New Research Finds Quality and Cost Equally Important in Health Care Reform Efforts

In a first of its kind study, researchers from Brigham and Women’s Hospital (BWH) and the Harvard School of Public Health, examine new methods for compensating doctors and hospitals that encourage accountability for not only the cost of care but also for the quality of care they provide to their patients.  Overall, researchers conclude that in order to be successful, health reform initiatives will need a multipronged approach and that both care providers and insurance companies are equally focused on delivering high quality care while simultaneously reducing costs.  This research is published in the September issue of Health Affairs.

The authors of the study were Joel Weisman, deputy director and chief scientific officer of the Center for Surgery and Public Health at BWH, Michael Bailit of Bailit Health Purchasing, Guy D’Andrea from Discern and Meredith B. Rosenthal from the Department of Health Policy and Management at the Harvard School of Public Health. 

The researchers found that changes to both the payment systems and care delivery models need to happen in tandem in order to be effective. New models of care, such as Shared Savings Arrangements, accomplish this goal by allowing physicians and hospitals to share in any monetary savings that may be achieved from improvements to care processes.  This strategy is a cornerstone of health care reform under President Obama’s administration and it is also being rapidly adopted by private insurance companies. Shared savings arrangements are used in a variety of new models of care delivery such as medical homes, alternative quality contracts, and accountable care organizations (ACOs). However, the authors found that important details of such payment models can vary widely.

“The methods for sharing savings strategies can be complicated and confusing to physicians.  Depending on how rules in new care models are negotiated, the insurance company can end up keeping the bulk of the savings.  In an effort to explain some of the details about how this strategy plays out in practice in the real world, we surveyed early adopters to see what they were doing” said Weissman, who is also an associate professor of Health Policy at Harvard Medical School. 

The researchers also performed a detailed case study of the Massachusetts Patient Centered Medical Home Initiative, a program organized by the Massachusetts Executive Office of Health and Human Services in 2008 and implemented in 2011 that included 45 primary care practices from throughout the state. Dr. Weissman and co-author Michael Bailit served as advisors to the process.

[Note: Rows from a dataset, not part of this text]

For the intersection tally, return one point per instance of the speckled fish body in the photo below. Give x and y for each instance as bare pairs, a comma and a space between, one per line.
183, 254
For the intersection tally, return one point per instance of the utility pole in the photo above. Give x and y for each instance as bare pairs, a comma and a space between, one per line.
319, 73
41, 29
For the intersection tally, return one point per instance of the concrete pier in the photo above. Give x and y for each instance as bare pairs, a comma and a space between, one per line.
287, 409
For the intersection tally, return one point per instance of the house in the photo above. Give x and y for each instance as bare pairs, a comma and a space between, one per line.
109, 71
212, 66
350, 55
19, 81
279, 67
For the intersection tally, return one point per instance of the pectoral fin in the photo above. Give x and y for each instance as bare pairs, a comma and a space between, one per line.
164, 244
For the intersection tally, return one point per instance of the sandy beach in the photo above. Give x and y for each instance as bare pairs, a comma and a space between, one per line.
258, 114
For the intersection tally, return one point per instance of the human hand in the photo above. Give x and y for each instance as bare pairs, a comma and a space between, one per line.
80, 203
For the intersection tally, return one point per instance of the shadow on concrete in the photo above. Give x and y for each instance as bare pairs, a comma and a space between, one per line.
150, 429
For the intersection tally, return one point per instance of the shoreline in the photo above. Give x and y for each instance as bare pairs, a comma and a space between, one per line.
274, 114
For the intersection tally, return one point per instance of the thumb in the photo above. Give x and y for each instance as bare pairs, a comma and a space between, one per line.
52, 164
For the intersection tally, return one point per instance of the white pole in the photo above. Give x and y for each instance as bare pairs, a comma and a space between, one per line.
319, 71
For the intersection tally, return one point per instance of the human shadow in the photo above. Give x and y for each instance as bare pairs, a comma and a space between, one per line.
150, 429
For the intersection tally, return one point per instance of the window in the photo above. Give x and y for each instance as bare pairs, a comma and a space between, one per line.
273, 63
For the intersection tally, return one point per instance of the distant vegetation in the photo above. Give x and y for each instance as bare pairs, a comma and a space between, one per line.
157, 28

After analyzing the results of the case study and the survey, which included responses from 27 organizations throughout the United States comprised of medical homes, ACOs, and commercial insurance companies, the researchers concluded that both care providers and insurance companies believe that reducing health care costs need not come at the expense of reducing the quality of care. Virtually all of the programs surveyed included a quality “gate” that required the physicians meet a certain level of quality before they were eligible to share in any cost savings to ensure this. 

A common theme of the research was that well intentioned goals of both the care providers and the insurance companies were frequently in conflict with each other.  Weissman and his coauthors cite the following examples and offer recommendations:

  • Physicians prefer to be held accountable only for what they can control in their own practices or their group. But small practices, those with less than 5,000 patients, may appear to save money purely due to statistical chance. It may be necessary to group physicians together in order to determine whether savings were real or only due to chance.
  • There is concern that over time doctors may favor uncomplicated patients that are less expensive to treat, however, risk adjustment can be used to protect against this.
  • Shared savings arrangements are one-sided in nature, meaning that providers win if they save money, but don’t lose if they spend too much. Therefore, it is necessary to build in protection for the insurer. Insurance companies are generally risk adverse and many build in a very high savings threshold, a dollar amount that must be achieved before those savings are distributed to the care providers. The research suggests that if the threshold is too high then physicians are discouraged from working to achieve the other goals that are defined in these models including improvements in the quality of care and patient satisfaction.
  • Insurance companies who are in competition with one another often have differing incentive programs. This means that physicians face an array of goals to meet depending on the insurer which creates bureaucracy and distracts the physician from the needs of their patients. The researchers suggest that it is best to include as many payers (insurers) as possible and to make sure that their programs use consistent measures of performance.

“We encourage the many private insurers and government payers to join together in “multi-payer” arrangements to pool their efforts, including their data and the measures they use to indicate success, to ease the burden on doctors,” said Weissman. “It is also essential that care providers understand how the shared savings work.  The rules must be transparent and widely disseminated and insurers should share data on high cost patients to help doctors and nurses figure out where they can do the most good,” he added.

 “At the end of the day, we are hopeful that these findings will serve as a guidepost for doctors and other providers who venture into shared savings arrangements to achieve success in their particular programs,” said Weissman.  “Pilot programs for early adopters are small and experimental and should be designed with more attention paid to testing the reform, and less so on protecting the insurer’s financial risk.”

This research was funded by a grant from the Commonwealth Fund.